To test MLFlow access, you can run the following python code:

```python
import os
from dotenv import load_dotenv
import mlflow

load_dotenv("../../.env")

MLFLOW_SERVER_URL = os.getenv("MLFLOW_SERVER_URL", "http://localhost:5000")
MLFLOW_TRACKING_USERNAME = os.getenv("MLFLOW_TRACKING_USERNAME")
MLFLOW_TRACKING_PASSWORD = os.getenv("MLFLOW_TRACKING_PASSWORD")

MY_PREFIX = "mohanad-experiment"
os.environ["MLFLOW_TRACKING_USERNAME"] = MLFLOW_TRACKING_USERNAME
os.environ["MLFLOW_TRACKING_PASSWORD"] = MLFLOW_TRACKING_PASSWORD


mlflow.set_tracking_uri(MLFLOW_SERVER_URL)
mlflow.set_experiment(f"/{MY_PREFIX}/classification")
with mlflow.start_run():
    mlflow.log_metric("metric1", 1.0)

```

## Dagster + Xarray + Dask to Train ERA5 Forecasting Model

You can run the advanced Dagster project `era5_forecast` that integrates `xarray`, `Dask` with `Dagster`.

### Instructions

1- Create the dagster project:

```powershell
dagster project scaffold -n era5_forecast
cd era5_forecast
```

2- Assuming the dependencies are installed, run the dagster server:

```powershell
dagster dev
```

3- Open the Dagit UI in your browser at `http://localhost:3000`.
4- On jobs tab, select the `era5_forecast` job and click on the launchpad button to run it.

5- Open the Dask UI in your browser at `http://localhost:8787/status`.

`ops.py`

```{literalinclude} era5_forecast/era5_forecast/ops.py
:language: python
:linenos:
```

`resources.py`

```{literalinclude} era5_forecast/era5_forecast/resources.py
:language: python
:linenos:
```

`jobs.py`

```{literalinclude} era5_forecast/era5_forecast/jobs.py
:language: python
:linenos:
```

`definitions.py`

```{literalinclude} era5_forecast/era5_forecast/definitions.py
:language: python
:linenos:
```

## Dagster + Stackstac + Dask + MLflow to Train Sentinel-2 Land Cover Classification Model

You can run the advanced Dagster project `esa_worldcover_classification` that integrates `xarray`, `Dask` with `Dagster` and `MLflow`.

:::{note}
The ESA WorldCover dataset is a global land cover map produced by the European Space Agency, offering 10-meter resolution classification based on Sentinel-1 and Sentinel-2 satellite imagery.

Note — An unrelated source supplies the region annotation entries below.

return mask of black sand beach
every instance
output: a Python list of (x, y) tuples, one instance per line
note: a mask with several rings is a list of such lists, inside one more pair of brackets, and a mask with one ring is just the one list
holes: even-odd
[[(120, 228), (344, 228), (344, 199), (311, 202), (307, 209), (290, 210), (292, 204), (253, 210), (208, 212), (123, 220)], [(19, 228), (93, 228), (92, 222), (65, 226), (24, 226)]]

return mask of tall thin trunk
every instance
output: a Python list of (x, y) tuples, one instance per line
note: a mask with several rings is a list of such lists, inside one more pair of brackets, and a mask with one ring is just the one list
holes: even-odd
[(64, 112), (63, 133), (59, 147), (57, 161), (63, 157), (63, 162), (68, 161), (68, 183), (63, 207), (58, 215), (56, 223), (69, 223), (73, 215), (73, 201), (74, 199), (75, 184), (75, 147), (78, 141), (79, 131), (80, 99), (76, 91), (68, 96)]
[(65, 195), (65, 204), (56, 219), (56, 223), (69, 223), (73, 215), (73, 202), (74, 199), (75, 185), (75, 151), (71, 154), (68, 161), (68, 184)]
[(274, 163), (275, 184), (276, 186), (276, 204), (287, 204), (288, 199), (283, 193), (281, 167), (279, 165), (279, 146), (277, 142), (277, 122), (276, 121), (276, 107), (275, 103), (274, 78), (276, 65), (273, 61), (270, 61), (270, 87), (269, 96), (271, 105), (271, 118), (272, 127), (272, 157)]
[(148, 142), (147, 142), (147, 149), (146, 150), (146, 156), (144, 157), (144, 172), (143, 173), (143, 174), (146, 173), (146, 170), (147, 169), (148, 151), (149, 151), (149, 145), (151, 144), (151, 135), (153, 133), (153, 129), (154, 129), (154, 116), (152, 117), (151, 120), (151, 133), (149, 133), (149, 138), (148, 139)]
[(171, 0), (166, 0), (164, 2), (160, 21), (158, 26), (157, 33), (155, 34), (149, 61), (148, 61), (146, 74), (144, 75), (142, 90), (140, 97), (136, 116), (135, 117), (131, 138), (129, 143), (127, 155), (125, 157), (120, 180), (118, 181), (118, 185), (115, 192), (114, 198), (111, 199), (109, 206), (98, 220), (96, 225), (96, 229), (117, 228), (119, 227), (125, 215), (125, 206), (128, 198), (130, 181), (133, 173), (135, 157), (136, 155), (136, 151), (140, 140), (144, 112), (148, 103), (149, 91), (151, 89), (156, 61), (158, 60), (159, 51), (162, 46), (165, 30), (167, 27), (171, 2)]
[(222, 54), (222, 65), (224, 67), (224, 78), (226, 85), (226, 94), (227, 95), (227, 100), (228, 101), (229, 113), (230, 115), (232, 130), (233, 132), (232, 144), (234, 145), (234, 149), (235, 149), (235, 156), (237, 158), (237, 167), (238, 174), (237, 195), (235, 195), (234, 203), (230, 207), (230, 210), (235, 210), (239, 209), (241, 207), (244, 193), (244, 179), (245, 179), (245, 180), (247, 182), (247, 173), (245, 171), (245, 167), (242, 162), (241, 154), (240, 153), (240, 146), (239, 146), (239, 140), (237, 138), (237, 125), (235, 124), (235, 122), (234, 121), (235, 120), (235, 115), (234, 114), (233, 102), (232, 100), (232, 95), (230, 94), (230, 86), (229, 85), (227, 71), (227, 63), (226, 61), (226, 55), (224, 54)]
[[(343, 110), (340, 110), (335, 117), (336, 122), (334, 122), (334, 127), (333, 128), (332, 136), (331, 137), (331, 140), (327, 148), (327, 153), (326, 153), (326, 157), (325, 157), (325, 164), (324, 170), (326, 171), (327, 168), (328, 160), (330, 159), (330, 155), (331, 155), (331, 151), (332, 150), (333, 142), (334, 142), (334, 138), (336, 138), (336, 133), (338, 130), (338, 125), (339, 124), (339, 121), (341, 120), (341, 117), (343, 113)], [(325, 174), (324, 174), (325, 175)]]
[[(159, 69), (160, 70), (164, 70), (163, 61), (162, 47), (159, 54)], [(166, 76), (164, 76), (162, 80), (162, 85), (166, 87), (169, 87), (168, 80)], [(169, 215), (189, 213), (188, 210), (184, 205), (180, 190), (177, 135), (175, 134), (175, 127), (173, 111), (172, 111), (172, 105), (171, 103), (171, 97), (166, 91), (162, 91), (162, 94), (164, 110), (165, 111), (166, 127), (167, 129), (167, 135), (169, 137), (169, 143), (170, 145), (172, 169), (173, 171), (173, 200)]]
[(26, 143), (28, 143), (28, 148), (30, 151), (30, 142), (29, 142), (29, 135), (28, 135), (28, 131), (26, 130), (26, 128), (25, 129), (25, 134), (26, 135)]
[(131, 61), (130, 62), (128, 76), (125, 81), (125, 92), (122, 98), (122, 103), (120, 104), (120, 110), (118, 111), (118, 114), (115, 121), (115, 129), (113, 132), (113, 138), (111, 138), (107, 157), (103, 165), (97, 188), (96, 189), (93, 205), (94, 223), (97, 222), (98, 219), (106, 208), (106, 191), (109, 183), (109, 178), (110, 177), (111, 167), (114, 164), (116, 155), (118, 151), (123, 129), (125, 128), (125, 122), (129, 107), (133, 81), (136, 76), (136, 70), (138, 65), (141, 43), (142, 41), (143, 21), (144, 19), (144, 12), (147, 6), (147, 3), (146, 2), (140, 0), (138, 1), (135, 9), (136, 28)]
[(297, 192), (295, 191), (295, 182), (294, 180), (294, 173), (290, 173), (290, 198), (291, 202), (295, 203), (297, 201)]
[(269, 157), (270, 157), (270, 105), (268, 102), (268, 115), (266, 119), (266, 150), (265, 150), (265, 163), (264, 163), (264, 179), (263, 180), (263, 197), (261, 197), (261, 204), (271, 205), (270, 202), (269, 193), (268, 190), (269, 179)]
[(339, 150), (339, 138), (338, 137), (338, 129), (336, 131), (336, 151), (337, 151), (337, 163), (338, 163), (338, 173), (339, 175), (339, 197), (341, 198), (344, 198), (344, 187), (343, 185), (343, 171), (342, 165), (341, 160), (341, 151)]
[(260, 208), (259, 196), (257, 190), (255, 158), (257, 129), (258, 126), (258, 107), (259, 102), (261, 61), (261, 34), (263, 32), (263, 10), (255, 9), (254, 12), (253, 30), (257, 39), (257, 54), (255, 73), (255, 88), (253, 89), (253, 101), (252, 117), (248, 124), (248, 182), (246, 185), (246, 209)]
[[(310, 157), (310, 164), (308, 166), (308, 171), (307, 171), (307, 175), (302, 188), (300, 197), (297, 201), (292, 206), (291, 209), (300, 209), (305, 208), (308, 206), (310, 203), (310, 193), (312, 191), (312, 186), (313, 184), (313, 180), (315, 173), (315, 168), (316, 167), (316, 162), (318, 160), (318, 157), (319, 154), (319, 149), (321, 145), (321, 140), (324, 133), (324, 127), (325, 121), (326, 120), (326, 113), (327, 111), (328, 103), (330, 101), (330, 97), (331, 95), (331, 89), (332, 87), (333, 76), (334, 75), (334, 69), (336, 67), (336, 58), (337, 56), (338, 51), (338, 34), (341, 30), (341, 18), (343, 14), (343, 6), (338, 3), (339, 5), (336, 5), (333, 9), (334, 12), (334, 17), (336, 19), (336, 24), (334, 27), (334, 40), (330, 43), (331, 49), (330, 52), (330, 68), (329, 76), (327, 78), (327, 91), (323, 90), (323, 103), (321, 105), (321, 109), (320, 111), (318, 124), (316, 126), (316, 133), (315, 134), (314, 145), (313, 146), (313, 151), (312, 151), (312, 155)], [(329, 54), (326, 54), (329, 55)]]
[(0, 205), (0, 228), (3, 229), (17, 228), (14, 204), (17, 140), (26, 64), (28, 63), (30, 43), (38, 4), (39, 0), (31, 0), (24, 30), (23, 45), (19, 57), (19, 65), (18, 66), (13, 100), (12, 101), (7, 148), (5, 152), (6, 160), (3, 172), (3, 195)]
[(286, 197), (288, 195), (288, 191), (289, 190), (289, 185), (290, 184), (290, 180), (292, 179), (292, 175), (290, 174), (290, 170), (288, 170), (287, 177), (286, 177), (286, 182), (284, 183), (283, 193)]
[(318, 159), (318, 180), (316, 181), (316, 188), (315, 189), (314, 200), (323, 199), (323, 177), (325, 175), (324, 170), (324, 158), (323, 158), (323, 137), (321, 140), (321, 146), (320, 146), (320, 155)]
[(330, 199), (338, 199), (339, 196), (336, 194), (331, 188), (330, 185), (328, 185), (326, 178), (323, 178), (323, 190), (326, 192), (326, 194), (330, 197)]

Released in 2021, it provides detailed and consistent information on land cover types such as forests, croplands, urban areas, and water bodies. Designed to support environmental monitoring, climate change studies, and sustainable land management, WorldCover is freely accessible and regularly updated, making it a valuable resource for researchers, policymakers, and Earth observation applications worldwide.
The ESA WorldCover dataset includes 11 land cover classes, based on the UN FAO Land Cover Classification System (LCCS). Here’s the list of classes:
:::

| Class ID | Land Cover Class         |
| -------- | ------------------------ |
| 10       | Tree cover               |
| 20       | Shrubland                |
| 30       | Grassland                |
| 40       | Cropland                 |
| 50       | Built-up                 |
| 60       | Bare / sparse vegetation |
| 70       | Snow and ice             |
| 80       | Permanent water bodies   |
| 90       | Herbaceous wetland       |
| 95       | Mangroves                |
| 100      | Moss and lichen          |

[WorldCover Documentation](https://worldcover2020.esa.int/data/docs/WorldCover_PUM_V1.1.pdf)

### Instructions

1- Run the mlflow server:

```powershell
mlflow server \
  --backend-store-uri sqlite:///mlflow.db \
  --default-artifact-root ./mlruns \
  --host 0.0.0.0 \
  --port 8000
```

2- Create the dagster project:

```powershell
dagster project scaffold -n eas_worldcover_classification
cd eas_worldcover_classification
```

3- Assuming the dependencies are installed, run the dagster server:

```powershell
dagster dev
```

4- Open the Dagit UI in your browser at `http://localhost:3000`.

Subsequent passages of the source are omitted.